Espero que se aborde estes temas com a mesma independência com que eu os abordei, sem tabus, preconceito ou juízos prévios, com uma atitude de humildade diante das informações que se recolhe dos arquivos. Ser crítico, mas não ignorando por preconceito ou outra atitude menos saudável. A história só ganha com uma atitude livre e independente, e não a preguiça que a leitura apressada de meia dúzia de papéis proporciona. 

"O Cónego Manuel das Neves         Um Nacionalista Angolano         (Ensaio de Biografia Política)”

Considerado como uma figura relevante da história de Angola, o cónego Manuel das Neves notabilizou-se pela rara coragem com que inscreveu o seu nome nas lutas de independência desse país.

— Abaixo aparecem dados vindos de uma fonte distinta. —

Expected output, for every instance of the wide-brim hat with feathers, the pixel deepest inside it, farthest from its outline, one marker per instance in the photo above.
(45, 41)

Indignado com as iniquidades e prepotências exercidas sobre o seu povo, começou por as denunciar do alto do seu púlpito, mas foi sobretudo na condição de vogal efectivo do Conselho do Governo da colónia, lugar que ocupou em 1945, que a sua voz se levantou com mais ímpeto. Mais tarde, não hesitou em inspirar a "rebelião de 1961” e apoiar as actividades da UPA, por achar que mais do que padre tinha a obrigação de defender um povo oprimido. Essa tão difícil decisão, entre o dever eclesiástico e a luta pela independência de Angola, valeu-lhe naturalmente a prisão e a reclusão até ao fim dos seus dias.

 

"Lutem Até Alcançarem a Liberdade”

A rebelião de 4 de Fevereiro de 1961, ocorrida em Luanda, tem sido olhada de modo superficial e algo tendencioso por quem sobre ela se tem debruçado. Pelo espírito independentista que a animou, tornou-se também objecto de disputa política, havendo quem reclame a sua paternidade, como é caso do MPLA, e quem a atribua a um outro agrupamento político então designado por UPA.

Neste estudo aprofundado, com sustentação em documentos irrefutáveis colhidos em importantes arquivos, procura o autor dar uma visão mais ampla e pormenorizada do que foi essa rebelião e de quem nela participou verdadeiramente. A obra inclui um prefácio do Professor Helder Adegar Fonseca, docente na Universidade de Évora, e uma extensa lista dos intervenientes na preparação e execução dos assaltos.

 

Perfil: José Manuel da Silveira Lopes

Licenciou-se em História, pela Faculdade de Letras de Lisboa, em 1969. Elaborou e apresentou então, sob a orientação do Prof. Jorge Borges de Macedo, uma dissertação sobre história medieval de Portugal. Esteve ligado a projectos de investigação, em colaboração com os Professores A. H. Oliveira Marques e Vitorino Magalhães Godinho.

Recentemente, dedicou-se ao estudo e divulgação de temas da História de Angola, mormente no que diz respeito aos acontecimentos independentistas em que participaram o clero católico nativo e as missões protestantes, resultando nos livros "O Cónego Manuel das Neves – Um Nacionalista Angolano (Ensaio de Biografia Política)” e "Lutem Até Alcançarem a Liberdade”, ambos centrados na epopeia sobre a Independência de Angola.